3-12, Anti-Racism, Creative Thinking, Language Arts, Writing

AAPI Poetry

I generally do my weekly anti-racist posts on Fridays, but decided to change my routine this week due to recent events. Violence against Asians in the United States is on the rise, unfortunately. Although we do not have evidence, yet, that yesterday’s terrible murder of six Asian women in Atlanta was a hate crime, it is not an isolated incident. While I cannot stop hate, I can work on becoming less White-centric and more open to many cultures – and encourage others to do the same. I am sad to say that when I was in the classroom, I usually guided my students toward literature by White authors with whom I was mostly familiar. I would change that now. So, to continue my theme of poetry for this week, I would like to highlight AAPI (Asian American and Pacific Islander) poetry today. I also want to remind you of a resource I mentioned awhile ago, Teach Living Poets, where you can find a diverse group of poets from many races and cultures.

Asian/Pacific American Heritage Month is in May in the United States, and Poets.org has a page dedicated to this celebration. I think because I have a daughter in college I am particularly moved by, “For a Daughter Who Leaves,” by Janice Mirikitani – which voices the universal bittersweet feeling that mothers have as they watch their daughters become more independent.

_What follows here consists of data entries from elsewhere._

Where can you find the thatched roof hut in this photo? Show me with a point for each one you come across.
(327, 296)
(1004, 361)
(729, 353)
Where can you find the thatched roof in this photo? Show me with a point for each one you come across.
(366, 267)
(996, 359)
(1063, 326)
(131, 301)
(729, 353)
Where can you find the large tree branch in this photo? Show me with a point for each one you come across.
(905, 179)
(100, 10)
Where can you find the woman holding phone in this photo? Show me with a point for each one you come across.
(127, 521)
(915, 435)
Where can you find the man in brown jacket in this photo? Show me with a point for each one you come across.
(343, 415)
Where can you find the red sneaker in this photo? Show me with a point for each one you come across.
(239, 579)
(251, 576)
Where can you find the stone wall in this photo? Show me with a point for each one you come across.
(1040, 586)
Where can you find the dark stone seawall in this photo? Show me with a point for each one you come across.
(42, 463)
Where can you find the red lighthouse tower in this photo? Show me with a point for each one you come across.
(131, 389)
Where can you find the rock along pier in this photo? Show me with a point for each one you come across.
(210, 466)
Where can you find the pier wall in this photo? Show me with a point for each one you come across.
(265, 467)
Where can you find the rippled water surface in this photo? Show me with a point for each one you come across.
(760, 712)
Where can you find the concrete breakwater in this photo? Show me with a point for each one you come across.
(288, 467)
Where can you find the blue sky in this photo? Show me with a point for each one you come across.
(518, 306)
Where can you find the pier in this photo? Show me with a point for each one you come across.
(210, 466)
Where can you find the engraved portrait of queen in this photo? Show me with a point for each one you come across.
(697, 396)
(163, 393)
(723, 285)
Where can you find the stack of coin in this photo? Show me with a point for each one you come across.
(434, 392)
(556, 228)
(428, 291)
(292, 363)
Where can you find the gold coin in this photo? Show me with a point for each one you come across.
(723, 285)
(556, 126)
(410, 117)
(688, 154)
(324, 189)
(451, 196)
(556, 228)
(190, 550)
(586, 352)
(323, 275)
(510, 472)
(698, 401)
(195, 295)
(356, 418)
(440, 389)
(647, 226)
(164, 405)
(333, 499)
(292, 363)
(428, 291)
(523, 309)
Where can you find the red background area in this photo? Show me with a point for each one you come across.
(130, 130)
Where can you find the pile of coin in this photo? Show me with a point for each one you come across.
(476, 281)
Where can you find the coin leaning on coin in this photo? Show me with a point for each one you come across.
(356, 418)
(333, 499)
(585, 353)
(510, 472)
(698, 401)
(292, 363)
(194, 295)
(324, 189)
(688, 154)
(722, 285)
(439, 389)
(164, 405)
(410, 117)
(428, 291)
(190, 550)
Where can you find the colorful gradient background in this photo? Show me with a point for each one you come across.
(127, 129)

Poetry Foundation also has a page devoted to AAPI poets. My sense of humor was tickled by one that I randomly chose by James Masao Mitsui, “New Lines for Fortune Cookies.” Another selection I happened upon was an ekphrastic poem by Victoria Chang, “Edward Hopper’s Office at Night.”

Lists of poetry are overwhelming to teachers who are new to the titles and authors, so these lesson plans from Advancing Justice – LA might be helpful. Poets.org also has lessons for specific AAPI poems here. KQED has a lesson plan to accompany the video, Discovering Angel Island: The Story Behind the Poems about the imprisonment of Asians attempting to move to the United States in the early 1900’s.

I will be adding this post to my poetry Wakelet along with the others from this week. In addition, it will be added to my growing list of anti-racism resources. And, please remember, that we can only be anti-racist if we actively work to eliminate racism; silently witnesses are also complicit.